È un po’ di tempo che ho questo post nel computer. È un piccolo episodio della mia vita. È qualcosa che è successo tanti anni fa. Non è niente di eccezionale, è qualcosa che credo sia capitato al 90 per cento delle donne. È qualcosa di cui ormai parlo liberamente, ci scherzo anche su, ma visto che io le cose le capisco soprattutto scrivendo, è stato proprio mentre lo scrivevo che l’ho capito fino in fondo. E non so perché ho sentito l’esigenza di metterlo sulla pubblica piazza. Forse perché vorrei che non si sottovalutassero mai i più piccoli episodi quando di mezzo ci sono i bambini. Perché io ero una bambina.
Avevo 11 anni.
Per andare a scuola prendevo ogni mattina un autobus. Se lo perdevo però, per non fare tardi, facevo un pezzetto di strada a piedi e andavo a prendere un tram.

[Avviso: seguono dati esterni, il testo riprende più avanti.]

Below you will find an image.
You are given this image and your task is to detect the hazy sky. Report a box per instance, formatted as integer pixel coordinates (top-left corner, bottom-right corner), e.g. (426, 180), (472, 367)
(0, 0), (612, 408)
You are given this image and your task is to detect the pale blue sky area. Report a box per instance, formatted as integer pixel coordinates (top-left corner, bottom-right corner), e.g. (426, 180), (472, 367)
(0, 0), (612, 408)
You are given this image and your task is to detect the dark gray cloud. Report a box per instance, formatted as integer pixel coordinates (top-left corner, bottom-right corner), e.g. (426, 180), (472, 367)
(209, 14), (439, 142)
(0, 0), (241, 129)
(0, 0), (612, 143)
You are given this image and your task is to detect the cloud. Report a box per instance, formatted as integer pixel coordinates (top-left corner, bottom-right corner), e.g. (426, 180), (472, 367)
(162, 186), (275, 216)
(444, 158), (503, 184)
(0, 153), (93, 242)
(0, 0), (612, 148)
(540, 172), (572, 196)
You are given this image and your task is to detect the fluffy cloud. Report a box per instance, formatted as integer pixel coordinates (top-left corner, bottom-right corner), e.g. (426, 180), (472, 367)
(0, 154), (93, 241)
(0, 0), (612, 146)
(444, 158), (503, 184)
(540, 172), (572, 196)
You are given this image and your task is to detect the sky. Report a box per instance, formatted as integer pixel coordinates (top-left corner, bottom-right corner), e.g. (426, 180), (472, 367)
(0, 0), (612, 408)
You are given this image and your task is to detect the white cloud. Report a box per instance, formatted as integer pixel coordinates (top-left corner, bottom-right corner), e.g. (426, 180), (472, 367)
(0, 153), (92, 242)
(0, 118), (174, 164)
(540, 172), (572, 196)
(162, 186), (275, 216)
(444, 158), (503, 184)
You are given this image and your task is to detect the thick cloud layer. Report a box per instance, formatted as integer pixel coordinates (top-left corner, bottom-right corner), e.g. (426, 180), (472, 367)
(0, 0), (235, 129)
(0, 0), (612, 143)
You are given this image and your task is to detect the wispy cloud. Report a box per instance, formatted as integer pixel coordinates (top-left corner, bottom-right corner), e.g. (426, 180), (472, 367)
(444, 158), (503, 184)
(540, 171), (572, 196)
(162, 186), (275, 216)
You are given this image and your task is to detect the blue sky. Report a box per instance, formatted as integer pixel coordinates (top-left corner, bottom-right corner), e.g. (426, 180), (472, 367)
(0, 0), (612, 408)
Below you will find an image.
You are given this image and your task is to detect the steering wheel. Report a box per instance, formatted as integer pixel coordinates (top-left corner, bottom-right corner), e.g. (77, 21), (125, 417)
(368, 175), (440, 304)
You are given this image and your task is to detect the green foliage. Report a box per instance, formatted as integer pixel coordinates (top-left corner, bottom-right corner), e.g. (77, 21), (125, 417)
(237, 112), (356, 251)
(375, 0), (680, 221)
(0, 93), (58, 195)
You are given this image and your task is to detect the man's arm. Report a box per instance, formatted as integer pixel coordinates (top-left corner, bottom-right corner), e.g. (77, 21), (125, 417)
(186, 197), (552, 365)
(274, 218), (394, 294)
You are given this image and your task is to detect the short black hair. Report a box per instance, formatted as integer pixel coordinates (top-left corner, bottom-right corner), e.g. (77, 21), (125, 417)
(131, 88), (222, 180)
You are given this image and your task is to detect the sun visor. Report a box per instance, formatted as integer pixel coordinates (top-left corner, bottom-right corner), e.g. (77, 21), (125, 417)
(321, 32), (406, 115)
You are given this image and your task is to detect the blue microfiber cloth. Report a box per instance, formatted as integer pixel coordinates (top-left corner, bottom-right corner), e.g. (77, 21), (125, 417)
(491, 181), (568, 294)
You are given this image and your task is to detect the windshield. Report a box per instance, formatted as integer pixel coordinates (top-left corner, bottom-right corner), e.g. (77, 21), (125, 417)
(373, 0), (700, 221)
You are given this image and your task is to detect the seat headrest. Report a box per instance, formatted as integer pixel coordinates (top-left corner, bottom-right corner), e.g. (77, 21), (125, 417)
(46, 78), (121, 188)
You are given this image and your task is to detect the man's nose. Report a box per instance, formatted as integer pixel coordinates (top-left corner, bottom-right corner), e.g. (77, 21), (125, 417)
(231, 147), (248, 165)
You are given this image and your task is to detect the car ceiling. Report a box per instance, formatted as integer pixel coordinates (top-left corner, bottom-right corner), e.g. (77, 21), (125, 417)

A me il tram non piaceva perché era sempre affollato e le persone non erano facce note come quelle dell’autobus che faceva il giro della mia via.
Una mattina su questo cavolo di tram eravamo tutti appiccicati uno contro l’altro. Ad un certo punto sento qualcosa contro il mio sedere. Penso che sia qualcuno che vuole passare e non ci riesce. Provo fastidio ma dall’alto dei miei 11 anni non capisco. Pian piano comincio a capire che quello che sento è una mano ma continuo a non capire cosa stia facendo e rimango ferma. Comincio a intuire che quello che mi sta succedendo non va bene, ma la mano continua e scendere sempre di più tra le mie gambe e io continuo a rimanere ferma, impietrita. Poi la mano va proprio giù e io ho un sussulto, mi giro di scatto e guardo in faccia ‘sto uomo che a me undicenne sembra un vecchio con un bel loden verde. Lo guardo negli occhi e lui… mi sorride ironico e solleva le mani, come in un atto di resa compiaciuta.
Mi tremano le gambe ma in qualche modo mi avvicino all’uscita e appena le porte si aprono scendo. Mi gira la testa, la mia scuola è a 5 fermate più avanti, mi siedo su una panchina. Non capisco che cosa volesse il vecchio da me, non capisco che cosa ha fatto ma capisco che non è una cosa bella, e penso che lui deve aver pensato che mi piacesse perché l’ho lasciato fare, perché mi ha sorriso.
Quando riesco a respirare ancora normalmente mi incammino verso scuola e pian piano comincio a correre: non voglio arrivare tardi perché ho paura che mi chiedano perché ho fatto tardi. Penso che sono una cretina, che quello che ho fatto è una cosa bruttissima, che io sono una persona bruttissima.
Ho smesso per un po’ di prendere il tram. Quando dopo qualche tempo ho ricominciato, se vedevo il vecchio, scendevo immediatamente.
Non l’ho detto a nessuno. Per anni.
E per anni non ho permesso a nessuno di toccarmi. Bastava una mano su un ginocchio per farmi saltare come una molla. La buttavo sul ridere. A un certo punto alcuni amici hanno cominciato a chiamarmi “giù le mani da cuba” per le mie reazioni scomposte a ogni contatto fisico. E io ci ridevo perché pensavo che così era più facile tenere le mani lontano da me senza dare nell’occhio.
Ma la vita è più forte, gli innamoramenti sono più forti.
A 18 anni ho cominciato a dirlo a qualcuno e solo dopo è arrivato il primo bacio, alla veneranda età di 19 anni. Finalmente capii che non tutte le mani sono uguali, che lasciarmi toccare non era una cosa sporca, che se sceglievo io da chi farmi toccare non ero una brutta persona.
E capii che per colpa di quel vecchio porco avevo perso 8 anni a difendermi in trincea.
A meno che non sia quasi centenario, il porco è molto probabilmente già morto, e, anche se mi fa paura dirlo e un po’ me ne vergogno, il pensiero della sua tomba, che immagino brutta e trascurata, mi da sollievo.